Another highly cited paper concerned the development of the “Whole Earth Telescope” (WET), which involved observations of rapidly varying stars coordinated among a group of observatories spread around the world, preferably with identical fast-photometric instrumentation . The brainchild of the late R. Edward Nather (1926–2014), the WET allowed essentially uninterrupted observations of a given celestial object for days or weeks. As one wag put it, “The sun never rises on the Whole Earth Telescope!” This enabled observations of multiperiodic variations to be resolved completely. This approach was applied with tremendous success to obtain 264 hours of essentially continuous data and resolve the period spectrum of the hot, pulsating pre-white dwarf star PG 1159−035. The observations revealed 101 specific individual pulsation modes with periods between 385 and 1000 seconds, enabling the authors to constrain the stellar mass, rotation period, and magnetic-field strength and to confirm that the outer layers of this star are indeed compositionally stratified by its high surface gravity. Carl’s work on data analysis and theoretical interpretation, including the asymptotic analysis of rotational splitting of modes, was presented in this paper. His earlier work had laid the foundations for the asteroseismology of compact stars, and this paper brought it to maturity.

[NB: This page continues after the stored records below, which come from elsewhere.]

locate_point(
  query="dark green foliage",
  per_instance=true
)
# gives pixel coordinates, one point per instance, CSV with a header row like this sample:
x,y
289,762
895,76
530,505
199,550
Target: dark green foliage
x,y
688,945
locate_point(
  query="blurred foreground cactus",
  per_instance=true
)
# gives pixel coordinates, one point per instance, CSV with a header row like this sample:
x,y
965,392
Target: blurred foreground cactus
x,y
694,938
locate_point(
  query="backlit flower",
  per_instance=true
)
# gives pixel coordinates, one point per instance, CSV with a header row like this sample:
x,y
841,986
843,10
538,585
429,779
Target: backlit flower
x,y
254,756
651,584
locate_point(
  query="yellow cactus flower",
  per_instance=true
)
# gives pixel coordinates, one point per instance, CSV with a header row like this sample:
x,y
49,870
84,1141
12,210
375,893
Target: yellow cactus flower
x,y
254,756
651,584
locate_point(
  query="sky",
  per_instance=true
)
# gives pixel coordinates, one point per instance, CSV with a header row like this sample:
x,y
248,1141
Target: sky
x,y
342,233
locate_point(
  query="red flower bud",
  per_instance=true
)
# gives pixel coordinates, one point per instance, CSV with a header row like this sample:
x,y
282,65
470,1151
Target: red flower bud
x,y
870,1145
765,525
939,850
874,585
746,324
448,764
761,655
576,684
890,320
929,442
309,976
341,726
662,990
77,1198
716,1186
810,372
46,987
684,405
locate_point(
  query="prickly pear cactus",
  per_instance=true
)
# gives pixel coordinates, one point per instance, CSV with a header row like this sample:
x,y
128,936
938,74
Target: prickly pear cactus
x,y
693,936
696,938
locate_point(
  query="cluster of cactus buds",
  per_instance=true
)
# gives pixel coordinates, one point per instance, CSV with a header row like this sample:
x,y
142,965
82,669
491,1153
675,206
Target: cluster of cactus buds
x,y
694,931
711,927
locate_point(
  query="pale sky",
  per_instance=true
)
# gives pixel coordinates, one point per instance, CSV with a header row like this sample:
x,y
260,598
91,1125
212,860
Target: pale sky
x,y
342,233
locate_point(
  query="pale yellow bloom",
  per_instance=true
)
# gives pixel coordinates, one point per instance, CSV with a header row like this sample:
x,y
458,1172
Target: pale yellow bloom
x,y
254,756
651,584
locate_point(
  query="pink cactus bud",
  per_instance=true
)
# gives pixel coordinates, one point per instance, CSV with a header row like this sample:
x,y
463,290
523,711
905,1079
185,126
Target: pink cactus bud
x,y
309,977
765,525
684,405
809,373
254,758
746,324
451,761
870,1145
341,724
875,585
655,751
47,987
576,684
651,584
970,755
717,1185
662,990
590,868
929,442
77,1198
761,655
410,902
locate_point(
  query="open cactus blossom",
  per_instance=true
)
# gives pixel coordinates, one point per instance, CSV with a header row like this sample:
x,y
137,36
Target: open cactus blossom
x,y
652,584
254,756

In 1994, Carl and Steven D. Kawaler, a former University of Texas Ph.D. student who had been supervised jointly by Carl and Don Winget, wrote a very well-received book on the structure and evolution of the stars . A second edition was published ten years later, with Virginia Trimble added as a co-author. Also in 1994, Carl was part of another WET collaboration that obtained 154 hours of high-speed photometric data for the variable DB (He atmosphere) white dwarf GD 358. From more than 180 significant peaks in the oscillation spectrum, the authors were able to constrain the stellar mass, the mass of the outer He layer, the stellar luminosity and the distance, and to show that it has a 1300 G magnetic field.
In an initiative late in his life, Carl volunteered to write sections on astrobiology for the reviews “Astrophysics in 2005” and “Astrophysics in 2006,” so that these papers became Trimble, Aschwanden, and Hansen . He caught perfectly the slightly frivolous style of the first two authors (Markus Aschwanden had been writing the Sun section for a decade or so, and Trimble had done the rest from 1991 on), and he added significant expertise on the subject.

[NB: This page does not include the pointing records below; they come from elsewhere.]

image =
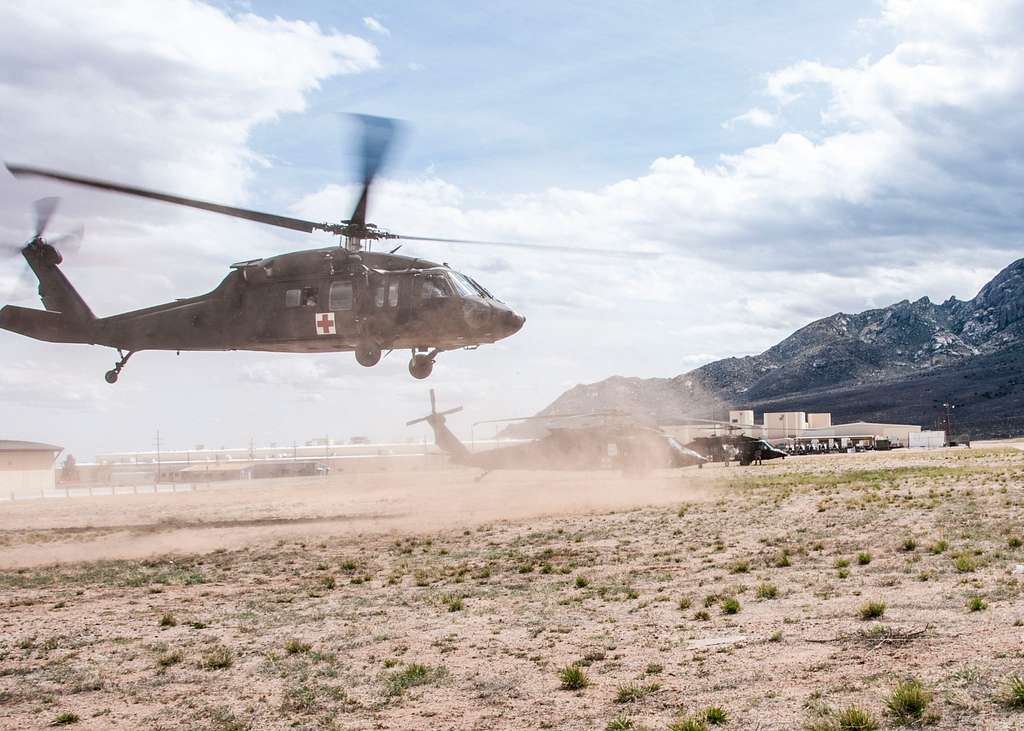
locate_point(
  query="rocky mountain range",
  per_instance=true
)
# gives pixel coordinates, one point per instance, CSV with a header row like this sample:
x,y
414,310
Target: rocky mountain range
x,y
896,363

Carl Hansen died on July 3, 2011. He is survived by his second wife, Camille, and his son Ethan from his first marriage. With his death, his colleagues have lost a good friend and a treasured scientific colleague. Many often still find themselves wondering, “What would Carl do (or say)…” when doing science, working with students, dealing with fellow faculty, etc. The field of stellar astrophysics will be poorer because Carl is no longer with us.